目覚め

「はっ……」


 大賀は、グツグツと煮立つ鍋の音と、それが発する何とも芳しい肉や野菜の匂いに釣られて、眠りから覚めた。


「アラ、起きたわね、ポッチャリ坊や」

「ヒェッ……!?」


 突然耳元で囁いたのは、ミスミ・コミュニティ随一の妖艶な美女・オハラ。大賀が身を横たえる布団に潜り込み、いつの間にか一糸纏わぬ姿とされていた彼に、薄く透けた黒い着物一枚羽織った半裸の姿で、ぴっとりと寄り添っていたのだ。オハラは淫靡に微笑み、肉厚の唇で大賀の頬に接吻した。
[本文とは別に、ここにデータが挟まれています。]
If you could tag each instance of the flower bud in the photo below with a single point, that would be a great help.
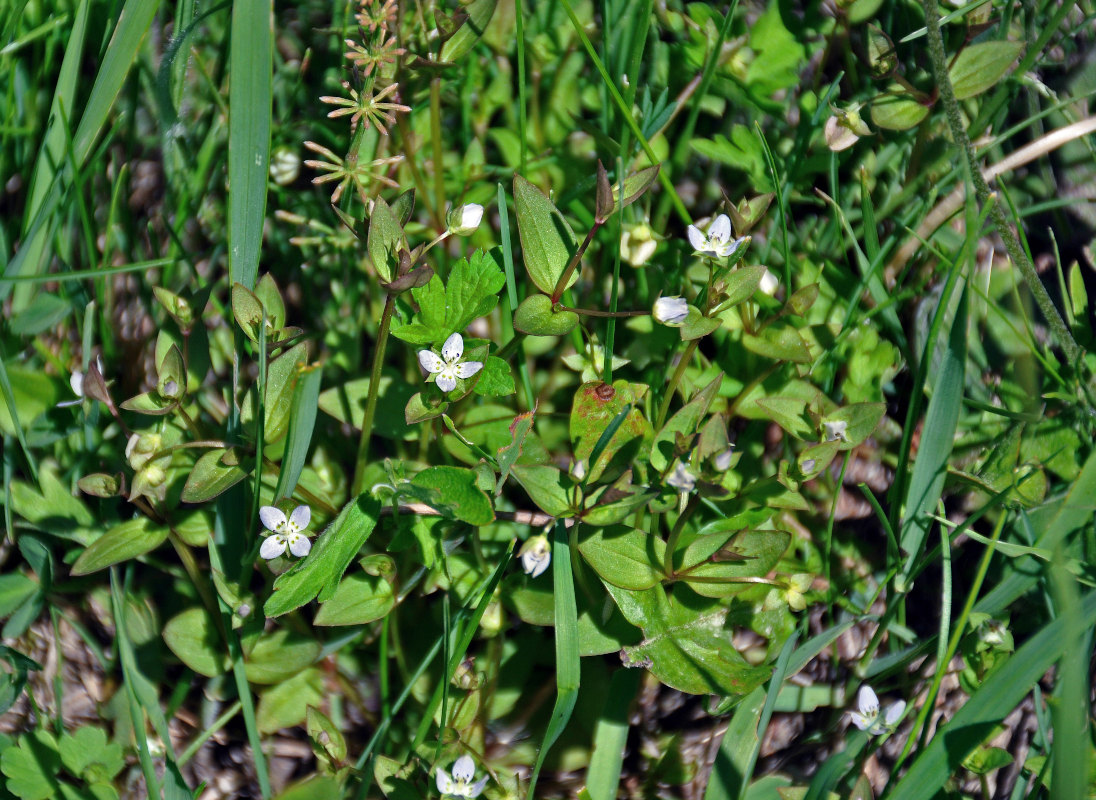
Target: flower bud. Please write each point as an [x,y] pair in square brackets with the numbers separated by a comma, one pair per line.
[285,166]
[671,311]
[466,219]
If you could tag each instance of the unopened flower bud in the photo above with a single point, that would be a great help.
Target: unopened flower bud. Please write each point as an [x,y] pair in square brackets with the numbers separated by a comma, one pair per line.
[285,166]
[466,219]
[671,311]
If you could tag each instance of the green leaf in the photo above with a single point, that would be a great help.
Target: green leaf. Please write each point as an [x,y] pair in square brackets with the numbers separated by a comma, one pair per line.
[455,494]
[897,111]
[286,704]
[942,419]
[537,317]
[320,572]
[697,326]
[384,240]
[360,598]
[982,712]
[471,290]
[215,472]
[301,421]
[120,544]
[595,406]
[32,766]
[547,487]
[686,421]
[478,15]
[44,312]
[346,403]
[715,564]
[250,101]
[863,420]
[280,654]
[547,240]
[625,557]
[192,636]
[687,650]
[980,66]
[779,342]
[635,185]
[33,391]
[509,454]
[87,752]
[495,378]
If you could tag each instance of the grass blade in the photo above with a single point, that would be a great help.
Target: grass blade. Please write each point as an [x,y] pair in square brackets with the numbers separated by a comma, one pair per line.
[1002,692]
[942,419]
[611,735]
[567,648]
[306,396]
[249,135]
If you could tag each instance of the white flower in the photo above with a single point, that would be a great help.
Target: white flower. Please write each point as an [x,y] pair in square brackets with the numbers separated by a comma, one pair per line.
[671,311]
[835,430]
[768,283]
[682,479]
[536,556]
[287,533]
[460,784]
[867,716]
[718,243]
[453,367]
[722,460]
[465,219]
[285,166]
[638,244]
[76,380]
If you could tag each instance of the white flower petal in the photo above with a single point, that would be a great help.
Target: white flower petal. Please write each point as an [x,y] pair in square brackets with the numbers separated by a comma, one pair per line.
[894,712]
[446,379]
[467,369]
[720,230]
[698,240]
[273,546]
[453,349]
[476,788]
[464,769]
[431,362]
[299,517]
[867,700]
[299,546]
[443,781]
[272,517]
[859,720]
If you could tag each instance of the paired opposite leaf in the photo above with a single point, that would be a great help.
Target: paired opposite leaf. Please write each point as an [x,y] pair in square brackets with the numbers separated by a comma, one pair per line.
[547,240]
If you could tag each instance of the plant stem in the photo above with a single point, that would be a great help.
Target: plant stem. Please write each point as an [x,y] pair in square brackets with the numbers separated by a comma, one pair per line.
[672,388]
[561,284]
[936,56]
[370,403]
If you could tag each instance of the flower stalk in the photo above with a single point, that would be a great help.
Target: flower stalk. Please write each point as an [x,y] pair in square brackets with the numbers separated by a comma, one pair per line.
[370,403]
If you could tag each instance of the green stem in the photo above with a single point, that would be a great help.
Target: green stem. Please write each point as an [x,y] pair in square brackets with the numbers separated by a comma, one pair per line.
[561,284]
[370,403]
[672,388]
[611,315]
[938,59]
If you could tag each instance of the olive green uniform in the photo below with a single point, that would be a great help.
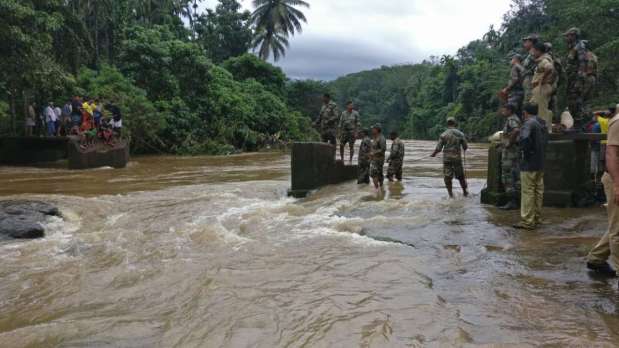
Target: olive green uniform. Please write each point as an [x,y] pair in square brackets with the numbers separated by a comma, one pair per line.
[543,87]
[510,157]
[451,143]
[327,122]
[527,76]
[581,70]
[377,161]
[364,161]
[515,89]
[396,160]
[348,125]
[608,247]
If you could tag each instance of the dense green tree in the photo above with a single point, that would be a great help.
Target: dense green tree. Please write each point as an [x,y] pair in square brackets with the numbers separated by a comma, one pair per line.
[248,66]
[275,21]
[225,32]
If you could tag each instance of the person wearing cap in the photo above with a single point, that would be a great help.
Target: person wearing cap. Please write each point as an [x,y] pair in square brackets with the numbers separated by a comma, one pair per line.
[514,89]
[348,126]
[542,83]
[396,158]
[556,78]
[363,160]
[581,71]
[532,142]
[607,248]
[452,143]
[528,64]
[377,156]
[510,157]
[327,121]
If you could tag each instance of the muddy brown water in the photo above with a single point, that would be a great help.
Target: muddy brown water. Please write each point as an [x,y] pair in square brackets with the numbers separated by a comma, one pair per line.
[209,252]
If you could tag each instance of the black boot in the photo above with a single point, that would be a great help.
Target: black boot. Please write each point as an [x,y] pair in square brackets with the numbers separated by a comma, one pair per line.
[603,269]
[511,205]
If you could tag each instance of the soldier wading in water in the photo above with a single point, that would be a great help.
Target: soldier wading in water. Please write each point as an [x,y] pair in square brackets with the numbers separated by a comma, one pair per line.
[452,143]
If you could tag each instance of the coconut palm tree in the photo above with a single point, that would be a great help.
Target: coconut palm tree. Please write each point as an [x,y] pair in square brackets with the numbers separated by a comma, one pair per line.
[275,21]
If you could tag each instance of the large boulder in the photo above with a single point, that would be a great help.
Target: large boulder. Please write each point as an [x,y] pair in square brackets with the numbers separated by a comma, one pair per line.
[24,219]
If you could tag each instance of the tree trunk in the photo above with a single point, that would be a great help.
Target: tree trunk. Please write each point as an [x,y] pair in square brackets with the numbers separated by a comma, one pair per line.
[13,111]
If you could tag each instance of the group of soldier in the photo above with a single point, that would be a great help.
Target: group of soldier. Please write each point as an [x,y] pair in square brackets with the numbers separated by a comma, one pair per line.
[345,126]
[536,77]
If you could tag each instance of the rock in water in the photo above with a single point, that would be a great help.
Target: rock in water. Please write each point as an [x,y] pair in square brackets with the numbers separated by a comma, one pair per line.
[23,219]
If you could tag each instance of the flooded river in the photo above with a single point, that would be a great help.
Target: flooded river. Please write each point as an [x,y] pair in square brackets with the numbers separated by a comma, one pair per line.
[209,252]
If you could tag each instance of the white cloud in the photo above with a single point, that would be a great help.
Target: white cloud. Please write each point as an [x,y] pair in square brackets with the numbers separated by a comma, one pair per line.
[345,36]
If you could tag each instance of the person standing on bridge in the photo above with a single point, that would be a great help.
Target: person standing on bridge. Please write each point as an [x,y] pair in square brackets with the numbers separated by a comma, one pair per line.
[608,247]
[327,121]
[542,83]
[528,64]
[514,90]
[364,158]
[510,157]
[532,141]
[348,126]
[452,143]
[396,158]
[377,156]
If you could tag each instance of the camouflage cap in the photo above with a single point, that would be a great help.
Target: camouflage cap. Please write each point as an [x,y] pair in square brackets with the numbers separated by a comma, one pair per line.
[572,31]
[531,37]
[517,56]
[548,46]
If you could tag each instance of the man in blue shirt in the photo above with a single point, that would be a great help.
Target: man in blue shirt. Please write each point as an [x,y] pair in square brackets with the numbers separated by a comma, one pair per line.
[532,141]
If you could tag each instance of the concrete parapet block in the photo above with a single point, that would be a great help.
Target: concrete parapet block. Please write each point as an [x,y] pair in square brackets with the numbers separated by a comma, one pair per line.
[313,165]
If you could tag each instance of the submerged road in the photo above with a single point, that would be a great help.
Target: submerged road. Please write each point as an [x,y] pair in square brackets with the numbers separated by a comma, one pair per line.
[209,252]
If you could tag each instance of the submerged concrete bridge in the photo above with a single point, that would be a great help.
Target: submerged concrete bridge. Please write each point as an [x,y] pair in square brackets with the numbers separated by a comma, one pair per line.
[567,181]
[28,151]
[314,165]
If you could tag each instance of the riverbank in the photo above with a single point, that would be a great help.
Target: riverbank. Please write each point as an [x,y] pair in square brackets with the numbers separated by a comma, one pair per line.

 大賀は思わず情けない声を上げ、一目散に布団から這い出た。


「やぁん、なんで逃げるのぉっ」

「おっ、起きたかおデブちゃん。お疲れさん!」

「へっ、へっ……?」


 鍋をかき回しつつ大賀に気さくに声をかけたのは、アロハシャツを着た小太りの男・シン。

 何がなんだか掴みかね呆然とヘタリ込む大賀を差し置いて、男女は前から後ろから、口々に言い立てる。


「おデブちゃんって、あんたが言えるこっちゃないでしょ」

「ウッハッハッハ! まぁ、いいじゃねぇか。とりあえずこっち来い。腹減ってんだろ?」

「こ、ここは? 俺は一体……」


 気絶する直前の記憶も飛び、現在の状況は最早夢か現かも分からない。大賀は頭を抱える。


「ここは乱交集団の盛り場よ」

「はっ……?」

「よく寝てたわね。もうスッカリ夜よ」


 ボロ布を繕ったカーテンを開け、身をかがめつつ入ってきたのはキツネ目の大女・いちこ。何故だか、えらく不機嫌そうである。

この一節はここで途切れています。